Despite some rather dubious phrasing, the bit about some craters going right underground in particular confuses me, it’s an interesting climax to the story. Given the absurdity of the initial premise the extreme nature of this scene is more arresting than it might otherwise be. More to the point I can’t help but wonder if fellow Tales of Wonder contributor, John Beynon Harris, was intrigued enough by Temple’s manner of defeating a telepath that he decided to try it himself in his 1957 novel, The Midwich Cuckoos. For that matter fellow Tales of Wonder contributor, Eric Frank Russell, had a story called Impulse, later retitled as A Matter of Instinct, published in the September 1938 issue of Astounding Science Fiction which revolved around the thwarting a telepathic alien by acting without conscious thought. The publication dates of The Smile of the Sphinx and Impulse are a little too close to make it likely that one inspired the other but on the other hand it does seem possible that Bill Temple and Eric Frank Russell at some point discussed how one might defeat a telepath. Also, given John Beynon Harris was a regular visitor to Clarke and Temple’s rooms at 88 Grey’s Inn Road it’s entirely possible the topic of how to defeat a telepath was thrashed out there too. To assume these three authors who knew each other and had at the very least occasional contact all came up with the same rather specific idea independently of each other seems far too unlikely.
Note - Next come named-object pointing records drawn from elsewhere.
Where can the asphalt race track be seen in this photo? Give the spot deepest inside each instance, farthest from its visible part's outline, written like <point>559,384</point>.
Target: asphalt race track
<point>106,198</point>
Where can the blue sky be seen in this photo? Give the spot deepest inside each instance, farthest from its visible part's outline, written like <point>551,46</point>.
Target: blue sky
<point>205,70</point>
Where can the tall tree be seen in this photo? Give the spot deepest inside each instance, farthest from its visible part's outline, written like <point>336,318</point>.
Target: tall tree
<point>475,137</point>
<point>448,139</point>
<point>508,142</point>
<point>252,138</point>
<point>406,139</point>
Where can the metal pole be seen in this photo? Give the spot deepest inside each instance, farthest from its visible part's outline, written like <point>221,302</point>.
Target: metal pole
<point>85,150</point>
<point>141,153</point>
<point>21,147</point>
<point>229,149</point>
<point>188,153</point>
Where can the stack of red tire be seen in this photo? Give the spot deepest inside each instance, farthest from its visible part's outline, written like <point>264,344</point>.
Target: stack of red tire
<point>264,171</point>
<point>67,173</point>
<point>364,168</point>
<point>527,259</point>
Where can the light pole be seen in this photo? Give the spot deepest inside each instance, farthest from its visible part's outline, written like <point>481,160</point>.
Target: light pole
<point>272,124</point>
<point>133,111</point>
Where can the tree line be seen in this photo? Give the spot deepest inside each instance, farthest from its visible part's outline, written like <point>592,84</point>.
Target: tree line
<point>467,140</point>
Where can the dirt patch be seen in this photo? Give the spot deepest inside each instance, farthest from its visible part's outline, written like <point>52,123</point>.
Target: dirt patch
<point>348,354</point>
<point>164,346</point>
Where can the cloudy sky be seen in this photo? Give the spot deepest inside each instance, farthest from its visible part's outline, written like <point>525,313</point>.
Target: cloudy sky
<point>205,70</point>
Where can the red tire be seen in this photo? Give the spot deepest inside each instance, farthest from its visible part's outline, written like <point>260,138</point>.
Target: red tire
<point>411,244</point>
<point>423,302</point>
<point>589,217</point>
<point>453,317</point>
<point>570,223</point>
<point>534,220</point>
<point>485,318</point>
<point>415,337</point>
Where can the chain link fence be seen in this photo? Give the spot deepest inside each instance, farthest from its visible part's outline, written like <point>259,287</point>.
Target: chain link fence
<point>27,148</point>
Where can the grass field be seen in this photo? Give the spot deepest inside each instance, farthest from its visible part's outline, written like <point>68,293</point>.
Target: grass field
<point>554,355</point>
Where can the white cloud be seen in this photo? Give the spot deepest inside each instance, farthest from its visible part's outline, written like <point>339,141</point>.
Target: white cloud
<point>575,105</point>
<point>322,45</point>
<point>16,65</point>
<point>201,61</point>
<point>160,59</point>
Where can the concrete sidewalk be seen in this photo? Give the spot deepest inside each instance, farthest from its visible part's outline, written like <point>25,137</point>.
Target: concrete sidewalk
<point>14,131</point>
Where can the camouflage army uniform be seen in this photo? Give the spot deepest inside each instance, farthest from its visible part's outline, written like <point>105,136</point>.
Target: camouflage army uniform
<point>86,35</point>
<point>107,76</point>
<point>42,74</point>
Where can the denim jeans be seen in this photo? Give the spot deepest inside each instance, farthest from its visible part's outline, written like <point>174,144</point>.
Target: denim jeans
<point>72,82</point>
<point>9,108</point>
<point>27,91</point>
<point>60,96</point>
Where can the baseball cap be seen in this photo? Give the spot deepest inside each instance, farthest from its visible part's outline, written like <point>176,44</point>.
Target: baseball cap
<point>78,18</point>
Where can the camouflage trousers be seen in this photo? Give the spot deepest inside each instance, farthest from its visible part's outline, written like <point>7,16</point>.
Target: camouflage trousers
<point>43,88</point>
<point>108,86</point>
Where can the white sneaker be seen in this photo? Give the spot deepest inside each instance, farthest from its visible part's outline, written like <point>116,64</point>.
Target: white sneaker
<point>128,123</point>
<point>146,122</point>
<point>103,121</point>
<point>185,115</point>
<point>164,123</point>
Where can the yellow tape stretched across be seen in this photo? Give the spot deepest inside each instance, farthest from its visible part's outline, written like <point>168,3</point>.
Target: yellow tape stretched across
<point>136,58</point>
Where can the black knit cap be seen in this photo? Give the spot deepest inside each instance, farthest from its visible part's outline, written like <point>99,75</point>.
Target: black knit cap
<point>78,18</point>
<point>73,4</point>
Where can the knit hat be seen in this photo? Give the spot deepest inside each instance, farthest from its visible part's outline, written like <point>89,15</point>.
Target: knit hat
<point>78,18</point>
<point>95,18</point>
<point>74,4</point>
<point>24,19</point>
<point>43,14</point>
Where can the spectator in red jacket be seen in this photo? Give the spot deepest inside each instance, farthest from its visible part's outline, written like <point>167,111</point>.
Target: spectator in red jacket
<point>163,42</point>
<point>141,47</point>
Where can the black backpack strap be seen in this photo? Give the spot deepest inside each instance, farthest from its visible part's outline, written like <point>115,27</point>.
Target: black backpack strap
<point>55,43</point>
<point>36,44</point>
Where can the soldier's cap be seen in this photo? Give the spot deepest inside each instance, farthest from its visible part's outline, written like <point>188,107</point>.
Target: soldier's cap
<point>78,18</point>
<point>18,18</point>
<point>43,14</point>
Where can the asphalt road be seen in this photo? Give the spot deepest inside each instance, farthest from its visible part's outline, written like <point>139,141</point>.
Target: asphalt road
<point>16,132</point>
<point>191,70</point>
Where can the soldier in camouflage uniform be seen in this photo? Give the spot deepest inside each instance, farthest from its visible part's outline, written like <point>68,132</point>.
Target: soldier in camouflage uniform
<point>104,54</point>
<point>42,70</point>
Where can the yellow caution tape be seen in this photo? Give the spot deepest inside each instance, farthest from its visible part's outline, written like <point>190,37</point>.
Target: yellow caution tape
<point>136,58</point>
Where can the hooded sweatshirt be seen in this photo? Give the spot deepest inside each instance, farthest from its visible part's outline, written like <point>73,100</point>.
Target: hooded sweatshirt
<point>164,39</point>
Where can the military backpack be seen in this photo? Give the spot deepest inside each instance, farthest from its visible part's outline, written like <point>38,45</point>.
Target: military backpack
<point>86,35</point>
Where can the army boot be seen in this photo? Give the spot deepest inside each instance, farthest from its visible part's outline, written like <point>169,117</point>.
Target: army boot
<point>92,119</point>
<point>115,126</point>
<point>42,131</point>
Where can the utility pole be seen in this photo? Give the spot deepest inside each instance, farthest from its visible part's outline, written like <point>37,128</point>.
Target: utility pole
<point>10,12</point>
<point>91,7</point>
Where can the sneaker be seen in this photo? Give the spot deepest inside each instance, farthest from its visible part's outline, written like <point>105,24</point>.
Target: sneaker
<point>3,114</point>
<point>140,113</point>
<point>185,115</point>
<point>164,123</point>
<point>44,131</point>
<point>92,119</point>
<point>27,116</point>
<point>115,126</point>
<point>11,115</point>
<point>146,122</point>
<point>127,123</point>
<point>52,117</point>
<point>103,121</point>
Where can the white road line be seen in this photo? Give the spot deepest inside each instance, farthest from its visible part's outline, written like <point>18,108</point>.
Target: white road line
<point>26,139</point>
I’m betting the topic was thoroughly discussed by all three before any of the above mentioned stories were even written.

The Smile of the Sphinx concludes with a page of ‘where are they now’ type reportage. There are no more mysterious explosions because apparently the cats have detonated every repository of explosives they considered a threat to them, nobody is game to make more bombs for fear of premature detonation, Scotland Yard has been reorganised due to the nervous collapse of the Special Branch, and there is talk of a World Government being set up. It is also left up in the air as to whether the ‘Ruling Mind’ was actually destroyed or if there was any truth to Clarke’s wild story about cats from the Moon ruling humanity. In other words the story ends with a whimper rather than another bang, and without providing any more grist for this particular mill.

None the less, despite the way the story trails off and as absurd as The Smile of the Sphinx is it delights me to consider how this story might be placed right in the middle of British science fiction of the thirties as the thread that holds so much together.